The tensions make for some fascinating moments. And those who guessed the end was near were sort of right. But they would go out with a LOT more bang than whimper with LONG JOHN SILVER, their last studio effort, before the '88 reunion effort (also something of a stylistic grab bag, but certainly not the disaster some of its critics would have you believe it was). LJS is considered by many fans to be the band's fieriest album--with some tracks approaching a kind of proto-punk rawness. One wag once opined that "Eat Starch Mom" was pretty much Grace Slick meets the Stooges. Point being, the band's collective creative juices had hardly DRIED up by the time they BROKE up. All the group's members would go on to do good work in the future. It may have been tempting for critics to talk about the Airplane "crashing in burning." But the truth was less dramatic, and not nearly such good copy. They basically just went their separate ways.
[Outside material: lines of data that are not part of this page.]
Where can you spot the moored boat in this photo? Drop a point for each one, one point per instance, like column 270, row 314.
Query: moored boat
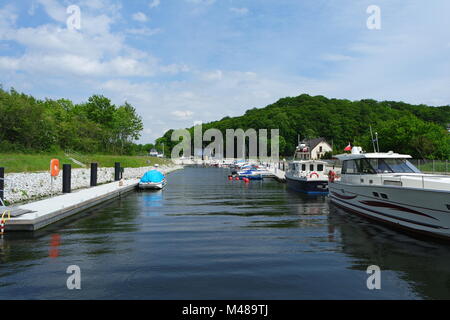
column 153, row 179
column 307, row 176
column 386, row 187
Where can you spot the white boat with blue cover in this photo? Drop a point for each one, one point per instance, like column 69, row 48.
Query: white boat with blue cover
column 153, row 179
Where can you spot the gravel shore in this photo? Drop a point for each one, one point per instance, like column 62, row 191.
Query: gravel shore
column 21, row 187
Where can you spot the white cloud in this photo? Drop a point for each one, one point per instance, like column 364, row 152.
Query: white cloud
column 182, row 114
column 239, row 11
column 140, row 16
column 154, row 3
column 205, row 2
column 143, row 31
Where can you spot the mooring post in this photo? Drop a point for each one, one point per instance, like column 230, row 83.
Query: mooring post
column 117, row 171
column 67, row 177
column 2, row 184
column 94, row 167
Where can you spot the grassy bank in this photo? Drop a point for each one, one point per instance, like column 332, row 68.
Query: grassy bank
column 16, row 162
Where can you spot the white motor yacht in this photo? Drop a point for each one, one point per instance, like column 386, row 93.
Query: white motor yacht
column 388, row 188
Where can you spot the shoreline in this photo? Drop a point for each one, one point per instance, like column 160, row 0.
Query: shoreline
column 26, row 187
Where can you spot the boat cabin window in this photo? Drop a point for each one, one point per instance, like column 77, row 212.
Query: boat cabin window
column 349, row 167
column 393, row 165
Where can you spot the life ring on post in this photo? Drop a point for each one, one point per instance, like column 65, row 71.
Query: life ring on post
column 54, row 167
column 331, row 176
column 314, row 173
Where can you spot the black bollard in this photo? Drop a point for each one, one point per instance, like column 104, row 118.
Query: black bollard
column 94, row 167
column 2, row 184
column 67, row 177
column 117, row 171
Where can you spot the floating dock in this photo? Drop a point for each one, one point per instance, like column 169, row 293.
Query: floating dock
column 37, row 215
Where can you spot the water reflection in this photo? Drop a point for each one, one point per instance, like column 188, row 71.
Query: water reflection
column 205, row 237
column 421, row 262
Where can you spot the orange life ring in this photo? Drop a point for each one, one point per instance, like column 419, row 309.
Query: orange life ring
column 314, row 173
column 54, row 167
column 331, row 176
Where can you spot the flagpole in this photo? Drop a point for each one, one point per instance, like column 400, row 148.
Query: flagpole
column 373, row 141
column 378, row 146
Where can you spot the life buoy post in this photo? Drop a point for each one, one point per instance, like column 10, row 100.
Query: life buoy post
column 54, row 167
column 331, row 176
column 314, row 173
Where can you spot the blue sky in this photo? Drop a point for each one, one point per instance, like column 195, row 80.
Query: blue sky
column 180, row 61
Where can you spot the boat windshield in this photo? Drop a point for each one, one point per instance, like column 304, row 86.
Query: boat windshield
column 392, row 165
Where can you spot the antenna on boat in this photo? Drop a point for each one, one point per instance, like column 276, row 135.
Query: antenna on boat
column 378, row 146
column 373, row 141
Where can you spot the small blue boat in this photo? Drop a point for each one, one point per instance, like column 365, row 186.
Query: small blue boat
column 153, row 179
column 250, row 174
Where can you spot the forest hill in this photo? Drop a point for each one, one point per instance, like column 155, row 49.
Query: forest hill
column 418, row 130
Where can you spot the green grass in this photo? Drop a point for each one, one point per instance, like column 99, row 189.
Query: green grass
column 16, row 162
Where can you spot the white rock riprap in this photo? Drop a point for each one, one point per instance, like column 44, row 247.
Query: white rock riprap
column 21, row 187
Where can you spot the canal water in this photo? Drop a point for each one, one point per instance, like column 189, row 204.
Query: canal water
column 205, row 237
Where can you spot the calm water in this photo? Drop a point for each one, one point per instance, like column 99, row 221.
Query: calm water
column 205, row 237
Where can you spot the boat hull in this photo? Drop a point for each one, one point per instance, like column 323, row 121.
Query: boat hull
column 418, row 210
column 152, row 185
column 308, row 186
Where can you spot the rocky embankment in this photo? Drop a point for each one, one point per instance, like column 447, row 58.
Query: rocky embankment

5 of 5 found the following review helpful:
Great value, budget package, lacks mastering info Aug 17, 2008 Given that both Bark and Long John Silver are out of print in the U.S. (as I write this)and being offered only at inflated prices, this reasonably priced "two-fer" from U.K.'s Evangeline label is most welcome. There are plenty of reviews of the two albums on the individual album sites; what you probably want to know is the source of the master for this version. Unfortunately, the budget packaging offers not a clue, other than that it was licensed from Sony BMG. I could only compare selected cuts on these albums with the same cuts mastered by Bill Lacey on "Jefferson Airplane Loves You" (1992) and can report that the new discs are notably less muddy and offer a much enhanced high end. They sound like they could be 2000-era masters, but whether they will please hard core audiophiles, I can't say. I no longer owned these discs on either LP or CD, so, for the price, I'm satisfied, unless and until Sony BMG comes up with reasonably priced new releases that reproduce the original brown bag and cigar box packaging. Let me add that listening to the entire Long John Silver album after a gap of perhaps 34 years was a revelation. An album I recalled as being mediocre suddenly came alive with a vocal and instrumental ferocity that (double tracking aside) seemed almost like JA at their "live" best. If only "Feel So Good" on Bark were replaced with the extended version found on "JA Loves You!" I would give this compilation 5 stars if it wasn't for the lack of mastering info and the budget packaging.